Dimension Reduction for Polynomials over Gaussian Space and Applications

TL;DR

This paper introduces a novel dimension reduction technique for low-degree polynomials in Gaussian space, enabling improved bounds and decidability results for noise stability and non-interactive simulation problems.

Contribution

It develops a new dimension reduction method for polynomials in Gaussian space, leading to explicit bounds and improved results in noise stability and simulation problems.

Findings

Improved explicit bounds on dimension for noise stable partitions.

Enhanced bounds for non-interactive simulation of joint distributions.

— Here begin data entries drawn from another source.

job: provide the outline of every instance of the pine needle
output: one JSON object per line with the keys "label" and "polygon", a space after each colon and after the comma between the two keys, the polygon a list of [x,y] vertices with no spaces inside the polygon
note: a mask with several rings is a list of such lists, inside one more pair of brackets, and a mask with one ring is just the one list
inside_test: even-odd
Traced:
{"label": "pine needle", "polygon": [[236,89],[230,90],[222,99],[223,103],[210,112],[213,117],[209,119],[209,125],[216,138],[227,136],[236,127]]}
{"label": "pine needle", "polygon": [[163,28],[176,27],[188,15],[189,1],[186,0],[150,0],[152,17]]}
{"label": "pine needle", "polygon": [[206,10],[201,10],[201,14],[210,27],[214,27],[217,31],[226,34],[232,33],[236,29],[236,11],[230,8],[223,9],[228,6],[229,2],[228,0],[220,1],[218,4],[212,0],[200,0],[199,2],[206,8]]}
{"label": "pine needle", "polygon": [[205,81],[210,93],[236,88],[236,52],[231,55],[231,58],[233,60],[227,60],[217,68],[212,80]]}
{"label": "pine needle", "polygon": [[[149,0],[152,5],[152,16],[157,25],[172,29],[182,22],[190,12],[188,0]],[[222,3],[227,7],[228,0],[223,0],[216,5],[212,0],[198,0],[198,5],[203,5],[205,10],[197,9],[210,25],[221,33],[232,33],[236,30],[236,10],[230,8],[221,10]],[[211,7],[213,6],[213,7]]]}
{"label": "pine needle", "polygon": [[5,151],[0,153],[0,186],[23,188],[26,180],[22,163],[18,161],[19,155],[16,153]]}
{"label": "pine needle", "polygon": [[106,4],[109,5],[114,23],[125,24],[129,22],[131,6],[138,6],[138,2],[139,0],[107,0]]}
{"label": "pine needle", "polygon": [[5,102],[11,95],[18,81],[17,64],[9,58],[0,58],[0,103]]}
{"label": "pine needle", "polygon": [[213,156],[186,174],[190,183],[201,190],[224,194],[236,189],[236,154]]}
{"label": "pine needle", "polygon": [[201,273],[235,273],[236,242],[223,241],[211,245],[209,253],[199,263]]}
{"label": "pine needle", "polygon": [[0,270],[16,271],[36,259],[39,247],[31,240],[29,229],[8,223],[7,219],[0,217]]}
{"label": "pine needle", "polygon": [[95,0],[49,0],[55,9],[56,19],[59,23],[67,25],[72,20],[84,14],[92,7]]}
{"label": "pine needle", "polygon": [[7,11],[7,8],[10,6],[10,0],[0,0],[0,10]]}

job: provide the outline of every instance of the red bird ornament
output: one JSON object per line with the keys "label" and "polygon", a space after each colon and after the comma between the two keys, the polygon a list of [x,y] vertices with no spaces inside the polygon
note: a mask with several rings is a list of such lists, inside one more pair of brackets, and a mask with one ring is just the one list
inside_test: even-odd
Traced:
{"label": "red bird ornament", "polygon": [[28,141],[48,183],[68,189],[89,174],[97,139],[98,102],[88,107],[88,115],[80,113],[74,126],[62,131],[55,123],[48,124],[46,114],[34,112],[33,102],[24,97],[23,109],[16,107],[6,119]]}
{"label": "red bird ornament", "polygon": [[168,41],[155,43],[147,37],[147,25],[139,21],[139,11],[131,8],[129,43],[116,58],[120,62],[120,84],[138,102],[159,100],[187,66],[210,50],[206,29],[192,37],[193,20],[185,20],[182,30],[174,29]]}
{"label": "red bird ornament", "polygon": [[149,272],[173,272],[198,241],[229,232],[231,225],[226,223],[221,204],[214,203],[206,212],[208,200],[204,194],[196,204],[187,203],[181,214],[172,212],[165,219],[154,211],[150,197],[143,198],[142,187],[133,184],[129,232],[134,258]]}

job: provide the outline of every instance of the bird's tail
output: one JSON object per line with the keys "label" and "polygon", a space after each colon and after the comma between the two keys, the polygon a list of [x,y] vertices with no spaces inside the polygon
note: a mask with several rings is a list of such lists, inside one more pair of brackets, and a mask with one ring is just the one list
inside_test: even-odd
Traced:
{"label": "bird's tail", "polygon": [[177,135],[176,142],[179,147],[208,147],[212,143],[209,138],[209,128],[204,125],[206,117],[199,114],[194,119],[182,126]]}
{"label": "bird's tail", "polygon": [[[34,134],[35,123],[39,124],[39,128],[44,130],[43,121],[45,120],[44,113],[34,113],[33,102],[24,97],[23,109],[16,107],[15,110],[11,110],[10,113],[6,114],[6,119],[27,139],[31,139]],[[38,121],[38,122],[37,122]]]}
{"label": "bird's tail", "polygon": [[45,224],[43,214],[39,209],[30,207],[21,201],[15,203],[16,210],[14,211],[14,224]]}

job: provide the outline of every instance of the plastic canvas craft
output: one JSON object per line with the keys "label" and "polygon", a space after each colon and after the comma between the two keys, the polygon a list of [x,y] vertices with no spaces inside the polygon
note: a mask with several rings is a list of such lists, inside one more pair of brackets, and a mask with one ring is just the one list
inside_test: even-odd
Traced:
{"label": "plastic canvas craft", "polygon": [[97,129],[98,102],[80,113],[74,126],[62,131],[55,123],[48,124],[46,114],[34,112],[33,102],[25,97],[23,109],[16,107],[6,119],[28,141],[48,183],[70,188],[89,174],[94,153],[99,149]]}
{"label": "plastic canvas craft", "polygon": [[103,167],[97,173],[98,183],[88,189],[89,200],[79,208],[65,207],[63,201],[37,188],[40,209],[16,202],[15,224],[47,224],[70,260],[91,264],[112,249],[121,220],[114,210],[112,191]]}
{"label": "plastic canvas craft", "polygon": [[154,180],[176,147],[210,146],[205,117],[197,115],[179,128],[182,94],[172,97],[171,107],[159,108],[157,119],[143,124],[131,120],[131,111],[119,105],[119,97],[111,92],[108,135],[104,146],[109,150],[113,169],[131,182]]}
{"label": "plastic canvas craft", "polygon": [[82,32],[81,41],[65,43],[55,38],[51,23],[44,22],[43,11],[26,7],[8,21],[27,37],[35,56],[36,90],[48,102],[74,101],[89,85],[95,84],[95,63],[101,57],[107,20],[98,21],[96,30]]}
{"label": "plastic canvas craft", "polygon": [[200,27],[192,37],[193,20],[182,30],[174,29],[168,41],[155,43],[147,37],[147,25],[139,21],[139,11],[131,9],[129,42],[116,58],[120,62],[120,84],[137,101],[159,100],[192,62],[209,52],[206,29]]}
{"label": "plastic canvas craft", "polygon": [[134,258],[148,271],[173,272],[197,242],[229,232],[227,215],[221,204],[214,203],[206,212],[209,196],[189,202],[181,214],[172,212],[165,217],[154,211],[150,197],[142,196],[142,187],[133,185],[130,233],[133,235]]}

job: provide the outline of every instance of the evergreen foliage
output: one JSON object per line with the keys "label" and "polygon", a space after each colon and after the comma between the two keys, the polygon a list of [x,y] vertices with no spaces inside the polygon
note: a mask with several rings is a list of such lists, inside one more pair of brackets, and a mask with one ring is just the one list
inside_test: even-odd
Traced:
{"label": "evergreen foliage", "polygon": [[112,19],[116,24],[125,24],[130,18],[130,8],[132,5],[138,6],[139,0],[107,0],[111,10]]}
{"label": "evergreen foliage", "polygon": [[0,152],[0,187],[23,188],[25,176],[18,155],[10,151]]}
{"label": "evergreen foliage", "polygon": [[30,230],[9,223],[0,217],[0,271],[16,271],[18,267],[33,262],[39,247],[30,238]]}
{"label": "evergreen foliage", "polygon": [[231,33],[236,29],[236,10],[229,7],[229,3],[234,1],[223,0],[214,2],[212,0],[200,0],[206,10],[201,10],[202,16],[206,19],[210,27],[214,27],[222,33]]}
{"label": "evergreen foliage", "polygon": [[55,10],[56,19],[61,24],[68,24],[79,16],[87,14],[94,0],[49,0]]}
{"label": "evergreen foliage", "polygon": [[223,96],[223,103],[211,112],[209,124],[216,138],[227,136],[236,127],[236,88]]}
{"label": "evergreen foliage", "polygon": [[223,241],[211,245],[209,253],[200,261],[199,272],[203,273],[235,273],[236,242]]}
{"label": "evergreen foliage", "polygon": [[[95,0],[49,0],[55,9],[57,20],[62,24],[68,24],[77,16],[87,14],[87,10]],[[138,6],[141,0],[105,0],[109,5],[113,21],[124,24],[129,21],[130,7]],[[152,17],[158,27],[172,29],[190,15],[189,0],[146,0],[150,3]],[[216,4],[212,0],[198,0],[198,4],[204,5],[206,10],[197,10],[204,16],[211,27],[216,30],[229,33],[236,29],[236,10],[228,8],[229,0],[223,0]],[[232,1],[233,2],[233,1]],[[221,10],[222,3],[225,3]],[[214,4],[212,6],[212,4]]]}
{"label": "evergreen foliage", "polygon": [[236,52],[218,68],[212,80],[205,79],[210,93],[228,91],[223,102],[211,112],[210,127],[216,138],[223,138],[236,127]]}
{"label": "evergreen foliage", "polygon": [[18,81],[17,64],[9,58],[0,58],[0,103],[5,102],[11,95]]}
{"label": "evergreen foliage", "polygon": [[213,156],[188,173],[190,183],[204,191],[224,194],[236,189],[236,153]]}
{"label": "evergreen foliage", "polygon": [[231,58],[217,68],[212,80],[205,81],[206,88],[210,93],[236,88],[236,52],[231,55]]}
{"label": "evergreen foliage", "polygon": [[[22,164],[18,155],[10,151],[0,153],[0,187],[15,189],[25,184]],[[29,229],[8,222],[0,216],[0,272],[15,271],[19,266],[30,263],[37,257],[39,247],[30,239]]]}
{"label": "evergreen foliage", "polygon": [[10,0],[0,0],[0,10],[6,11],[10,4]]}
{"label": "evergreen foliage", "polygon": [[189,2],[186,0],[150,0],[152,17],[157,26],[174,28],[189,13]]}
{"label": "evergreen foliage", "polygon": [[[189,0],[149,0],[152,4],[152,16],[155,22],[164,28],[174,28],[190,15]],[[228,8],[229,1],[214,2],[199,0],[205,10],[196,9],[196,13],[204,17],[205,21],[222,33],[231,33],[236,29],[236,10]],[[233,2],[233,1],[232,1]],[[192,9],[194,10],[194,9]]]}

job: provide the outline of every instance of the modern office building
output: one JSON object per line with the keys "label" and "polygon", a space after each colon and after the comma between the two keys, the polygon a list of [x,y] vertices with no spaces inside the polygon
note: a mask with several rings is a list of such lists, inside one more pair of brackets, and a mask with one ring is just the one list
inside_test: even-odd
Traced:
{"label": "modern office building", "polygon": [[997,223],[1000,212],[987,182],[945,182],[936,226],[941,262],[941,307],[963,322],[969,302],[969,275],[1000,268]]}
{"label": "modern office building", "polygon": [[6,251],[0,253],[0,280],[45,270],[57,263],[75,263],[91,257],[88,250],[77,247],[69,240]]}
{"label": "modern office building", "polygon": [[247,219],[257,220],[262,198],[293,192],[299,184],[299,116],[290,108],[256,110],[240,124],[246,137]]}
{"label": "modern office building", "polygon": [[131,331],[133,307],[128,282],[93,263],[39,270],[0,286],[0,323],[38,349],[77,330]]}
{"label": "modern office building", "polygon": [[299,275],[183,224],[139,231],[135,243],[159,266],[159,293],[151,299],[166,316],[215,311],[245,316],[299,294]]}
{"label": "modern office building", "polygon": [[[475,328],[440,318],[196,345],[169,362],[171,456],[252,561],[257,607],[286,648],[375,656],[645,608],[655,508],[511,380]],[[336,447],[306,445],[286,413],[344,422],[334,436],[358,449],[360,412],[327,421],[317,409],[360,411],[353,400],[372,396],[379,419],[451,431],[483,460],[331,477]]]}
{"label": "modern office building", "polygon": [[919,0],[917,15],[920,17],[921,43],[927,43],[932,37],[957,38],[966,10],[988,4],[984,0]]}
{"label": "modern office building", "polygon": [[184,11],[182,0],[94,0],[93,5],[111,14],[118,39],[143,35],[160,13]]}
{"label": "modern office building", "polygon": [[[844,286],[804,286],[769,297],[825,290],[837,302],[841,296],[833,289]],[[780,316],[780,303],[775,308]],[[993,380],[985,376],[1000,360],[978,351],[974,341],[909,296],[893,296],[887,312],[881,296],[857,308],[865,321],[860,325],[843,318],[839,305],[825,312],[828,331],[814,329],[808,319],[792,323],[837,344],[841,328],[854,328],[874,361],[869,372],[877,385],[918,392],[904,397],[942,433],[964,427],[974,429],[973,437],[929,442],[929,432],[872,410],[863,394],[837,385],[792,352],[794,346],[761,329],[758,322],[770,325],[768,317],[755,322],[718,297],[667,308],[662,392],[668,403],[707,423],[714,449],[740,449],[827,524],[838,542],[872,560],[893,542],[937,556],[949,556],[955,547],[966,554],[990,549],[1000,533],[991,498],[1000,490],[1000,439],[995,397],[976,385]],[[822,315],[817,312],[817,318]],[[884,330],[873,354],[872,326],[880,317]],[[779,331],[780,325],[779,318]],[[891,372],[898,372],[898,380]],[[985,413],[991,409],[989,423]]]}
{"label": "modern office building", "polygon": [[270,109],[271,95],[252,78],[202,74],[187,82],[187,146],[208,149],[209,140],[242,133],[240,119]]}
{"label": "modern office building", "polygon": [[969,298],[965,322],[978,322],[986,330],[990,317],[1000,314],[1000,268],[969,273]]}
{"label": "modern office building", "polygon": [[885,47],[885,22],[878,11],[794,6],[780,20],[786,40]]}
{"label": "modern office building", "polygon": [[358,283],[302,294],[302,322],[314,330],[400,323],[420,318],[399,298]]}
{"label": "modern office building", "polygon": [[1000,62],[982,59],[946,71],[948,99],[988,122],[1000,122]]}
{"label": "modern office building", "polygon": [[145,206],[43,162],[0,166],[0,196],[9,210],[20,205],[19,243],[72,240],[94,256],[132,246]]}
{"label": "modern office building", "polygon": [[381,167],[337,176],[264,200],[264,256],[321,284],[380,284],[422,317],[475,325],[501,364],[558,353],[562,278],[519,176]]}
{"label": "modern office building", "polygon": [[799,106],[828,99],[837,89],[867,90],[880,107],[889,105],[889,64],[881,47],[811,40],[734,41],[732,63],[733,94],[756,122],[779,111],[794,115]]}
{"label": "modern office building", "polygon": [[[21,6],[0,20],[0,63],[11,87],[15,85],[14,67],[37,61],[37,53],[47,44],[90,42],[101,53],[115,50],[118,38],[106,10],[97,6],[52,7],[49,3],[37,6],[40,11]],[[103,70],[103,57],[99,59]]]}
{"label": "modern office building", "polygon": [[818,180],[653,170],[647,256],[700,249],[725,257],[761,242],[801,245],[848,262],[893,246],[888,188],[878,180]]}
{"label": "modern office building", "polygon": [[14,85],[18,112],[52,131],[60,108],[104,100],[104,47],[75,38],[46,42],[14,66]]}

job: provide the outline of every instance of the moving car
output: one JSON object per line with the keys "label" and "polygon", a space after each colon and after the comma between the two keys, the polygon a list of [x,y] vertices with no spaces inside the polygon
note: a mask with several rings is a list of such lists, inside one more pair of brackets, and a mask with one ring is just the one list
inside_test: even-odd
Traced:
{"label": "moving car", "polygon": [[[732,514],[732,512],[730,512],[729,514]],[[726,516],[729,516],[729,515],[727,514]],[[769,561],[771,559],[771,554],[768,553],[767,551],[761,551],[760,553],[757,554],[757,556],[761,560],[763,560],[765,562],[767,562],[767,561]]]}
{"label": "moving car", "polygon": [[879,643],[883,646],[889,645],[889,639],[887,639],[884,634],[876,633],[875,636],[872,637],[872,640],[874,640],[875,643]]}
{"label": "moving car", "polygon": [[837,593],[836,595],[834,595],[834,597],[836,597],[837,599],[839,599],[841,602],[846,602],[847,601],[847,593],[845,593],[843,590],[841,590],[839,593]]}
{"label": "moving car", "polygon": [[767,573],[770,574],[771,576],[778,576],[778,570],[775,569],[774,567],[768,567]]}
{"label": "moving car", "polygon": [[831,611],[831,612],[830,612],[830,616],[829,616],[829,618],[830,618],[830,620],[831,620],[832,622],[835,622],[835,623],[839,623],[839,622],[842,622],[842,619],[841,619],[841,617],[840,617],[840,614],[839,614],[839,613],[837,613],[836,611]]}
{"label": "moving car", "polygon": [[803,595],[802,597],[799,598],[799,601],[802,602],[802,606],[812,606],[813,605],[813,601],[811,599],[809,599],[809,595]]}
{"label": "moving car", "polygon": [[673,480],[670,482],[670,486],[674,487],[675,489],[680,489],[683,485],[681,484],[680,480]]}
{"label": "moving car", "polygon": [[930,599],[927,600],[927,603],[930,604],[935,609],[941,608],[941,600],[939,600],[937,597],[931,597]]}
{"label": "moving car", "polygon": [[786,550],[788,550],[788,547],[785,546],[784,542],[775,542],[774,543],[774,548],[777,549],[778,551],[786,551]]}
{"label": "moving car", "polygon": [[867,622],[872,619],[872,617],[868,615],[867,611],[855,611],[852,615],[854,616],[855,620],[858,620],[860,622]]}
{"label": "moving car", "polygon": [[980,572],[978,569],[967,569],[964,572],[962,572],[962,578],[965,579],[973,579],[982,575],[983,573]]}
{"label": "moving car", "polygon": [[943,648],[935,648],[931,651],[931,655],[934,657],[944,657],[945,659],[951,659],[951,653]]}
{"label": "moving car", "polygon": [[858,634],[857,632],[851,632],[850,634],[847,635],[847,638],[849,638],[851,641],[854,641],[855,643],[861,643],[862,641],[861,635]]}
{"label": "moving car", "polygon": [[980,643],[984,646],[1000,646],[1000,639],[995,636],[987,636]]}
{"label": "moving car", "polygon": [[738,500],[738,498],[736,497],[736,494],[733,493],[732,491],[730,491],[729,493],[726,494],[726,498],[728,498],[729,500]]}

A new technique analogous to Johnson-Lindenstrauss lemma for Gaussian polynomials.

Abstract

We introduce a new technique for reducing the dimension of the ambient space of low-degree polynomials in the Gaussian space while preserving their relative correlation structure, analogous to the Johnson-Lindenstrauss lemma. As applications, we address the following problems: 1. Computability of Approximately Optimal Noise Stable function over Gaussian space: The goal is to find a partition of $\mathbb{R}^n$ into $k$ parts, that maximizes the noise stability. An $\delta$-optimal partition is one which is within additive $\delta$ of the optimal noise stability. De, Mossel & Neeman (CCC 2017) raised the question of proving a computable bound on the dimension $n_0(\delta)$ in which we can find an $\delta$-optimal partition. While De et al. provide such a bound, using our new technique, we obtain improved explicit bounds on the dimension $n_0(\delta)$. 2. Decidability of Non-Interactive Simulation of Joint Distributions: A "non-interactive simulation" problem is specified by two distributions $P(x,y)$ and $Q(u,v)$: The goal is to determine if two players that observe sequences $X^n$ and $Y^n$ respectively where $\{(X_i, Y_i)\}_{i=1}^n$ are drawn i.i.d. from $P(x,y)$ can generate pairs $U$ and $V$ respectively (without communicating with each other) with a joint distribution that is arbitrarily close in total variation to $Q(u,v)$. Even when $P$ and $Q$ are extremely simple, it is open in several cases if $P$ can simulate $Q$. In the special where $Q$ is a joint distribution over $\{0,1\} \times \{0,1\}$, Ghazi, Kamath and Sudan (FOCS 2016) proved a computable bound on the number of samples $n_0(\delta)$ that can be drawn from $P(x,y)$ to get $\delta$-close to $Q$ (if it is possible at all). Recently De, Mossel & Neeman obtained such bounds when $Q$ is a distribution over $[k] \times [k]$ for any $k \ge 2$. We recover this result with improved explicit bounds on $n_0(\delta)$.